Building a multimodal context engine — scanned PDFs, screenshots, charts, audio — and why 'just extract the text' is where pipelines go to die.

· 2 min read#rag#multimodal

The dirty secret of enterprise RAG is that the corpus is not text. It claims to be text. It has file extensions that suggest text. But open a random sample of what an organization actually uploads and you’ll find scanned contracts photographed at an angle, invoices as JPEGs inside PDFs, org charts where all the meaning is in the boxes and arrows, Excel sheets pasted into Word as screenshots, and the occasional voice note that someone swears contains the decision from March.

If your ingestion is “parse PDF, extract text, chunk, embed,” a shocking fraction of your corpus enters the index as either nothing or garbage — and retrieval failures downstream get misdiagnosed as model problems.

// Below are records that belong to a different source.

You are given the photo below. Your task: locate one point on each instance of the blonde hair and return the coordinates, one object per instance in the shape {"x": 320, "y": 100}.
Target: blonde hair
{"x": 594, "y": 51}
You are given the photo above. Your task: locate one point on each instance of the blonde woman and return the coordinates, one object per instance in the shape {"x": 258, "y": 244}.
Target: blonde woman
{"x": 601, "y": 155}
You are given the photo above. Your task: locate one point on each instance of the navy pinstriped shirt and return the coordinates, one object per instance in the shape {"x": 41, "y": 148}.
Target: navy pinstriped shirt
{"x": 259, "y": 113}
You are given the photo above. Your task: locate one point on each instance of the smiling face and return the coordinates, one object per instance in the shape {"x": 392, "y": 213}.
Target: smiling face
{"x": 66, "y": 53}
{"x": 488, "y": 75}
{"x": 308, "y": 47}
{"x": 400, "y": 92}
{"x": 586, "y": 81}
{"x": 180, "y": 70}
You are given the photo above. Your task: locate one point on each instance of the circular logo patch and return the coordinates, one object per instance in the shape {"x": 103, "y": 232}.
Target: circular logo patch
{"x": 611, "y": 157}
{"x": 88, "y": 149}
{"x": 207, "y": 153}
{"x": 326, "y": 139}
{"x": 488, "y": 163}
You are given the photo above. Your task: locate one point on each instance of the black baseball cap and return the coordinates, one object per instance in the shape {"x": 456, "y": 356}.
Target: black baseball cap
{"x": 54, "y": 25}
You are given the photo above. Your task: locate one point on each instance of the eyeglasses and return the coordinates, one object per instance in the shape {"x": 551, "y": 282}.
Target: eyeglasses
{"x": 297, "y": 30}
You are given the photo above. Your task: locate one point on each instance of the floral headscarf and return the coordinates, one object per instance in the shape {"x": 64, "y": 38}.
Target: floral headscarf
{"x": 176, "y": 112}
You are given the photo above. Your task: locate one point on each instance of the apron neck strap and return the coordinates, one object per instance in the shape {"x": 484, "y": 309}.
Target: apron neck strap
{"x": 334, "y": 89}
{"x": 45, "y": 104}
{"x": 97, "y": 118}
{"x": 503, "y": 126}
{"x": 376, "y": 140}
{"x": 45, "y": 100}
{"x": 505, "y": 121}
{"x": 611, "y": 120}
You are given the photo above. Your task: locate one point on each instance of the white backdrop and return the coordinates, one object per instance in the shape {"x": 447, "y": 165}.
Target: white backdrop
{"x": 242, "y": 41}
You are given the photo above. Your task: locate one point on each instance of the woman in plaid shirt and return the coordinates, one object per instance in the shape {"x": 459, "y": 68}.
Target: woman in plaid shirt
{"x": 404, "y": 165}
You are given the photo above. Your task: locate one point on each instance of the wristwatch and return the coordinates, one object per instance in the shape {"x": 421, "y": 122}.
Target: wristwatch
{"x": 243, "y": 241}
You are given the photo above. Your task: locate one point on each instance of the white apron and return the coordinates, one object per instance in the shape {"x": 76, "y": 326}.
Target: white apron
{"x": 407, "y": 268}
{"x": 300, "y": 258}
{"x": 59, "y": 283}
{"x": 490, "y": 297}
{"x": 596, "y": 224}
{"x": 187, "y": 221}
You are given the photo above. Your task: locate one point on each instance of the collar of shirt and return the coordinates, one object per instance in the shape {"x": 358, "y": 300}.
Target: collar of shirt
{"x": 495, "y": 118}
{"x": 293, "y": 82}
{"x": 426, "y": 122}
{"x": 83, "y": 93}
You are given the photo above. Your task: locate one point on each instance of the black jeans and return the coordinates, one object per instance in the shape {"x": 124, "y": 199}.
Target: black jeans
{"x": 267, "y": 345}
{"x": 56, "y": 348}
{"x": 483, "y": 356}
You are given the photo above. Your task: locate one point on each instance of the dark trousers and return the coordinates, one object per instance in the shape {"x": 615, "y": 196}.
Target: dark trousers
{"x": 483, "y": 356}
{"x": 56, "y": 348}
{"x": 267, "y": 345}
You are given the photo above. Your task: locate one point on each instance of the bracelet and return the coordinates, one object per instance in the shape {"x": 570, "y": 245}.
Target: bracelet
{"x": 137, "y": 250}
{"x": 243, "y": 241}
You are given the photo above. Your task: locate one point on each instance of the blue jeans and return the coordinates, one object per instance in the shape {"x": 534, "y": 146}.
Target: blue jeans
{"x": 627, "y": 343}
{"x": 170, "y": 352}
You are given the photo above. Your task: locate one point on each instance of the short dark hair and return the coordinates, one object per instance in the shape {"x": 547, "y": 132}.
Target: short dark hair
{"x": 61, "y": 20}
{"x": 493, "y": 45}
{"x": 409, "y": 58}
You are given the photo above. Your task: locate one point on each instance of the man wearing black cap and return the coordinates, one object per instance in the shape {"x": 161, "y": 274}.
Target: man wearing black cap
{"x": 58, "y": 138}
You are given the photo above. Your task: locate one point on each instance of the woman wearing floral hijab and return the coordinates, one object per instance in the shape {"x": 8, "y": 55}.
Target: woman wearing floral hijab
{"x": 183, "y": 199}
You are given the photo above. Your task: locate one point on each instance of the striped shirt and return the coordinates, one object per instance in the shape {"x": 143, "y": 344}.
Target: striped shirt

Building the Context Engine — the ingestion layer behind both my day-job platform and promptev — taught me to treat ingestion as its own product. A few hard-won rules:

Route by what the file is, not what it says it is

First pass on any file: detect what it actually contains. Digital-native text goes down the cheap path. Scanned or image content goes to OCR — we use Azure Document Intelligence for structured documents (it’s genuinely good at tables and key-value layouts) and a vision model for the weird stuff: photos of whiteboards, charts, UI screenshots. Audio gets transcribed with speaker turns preserved.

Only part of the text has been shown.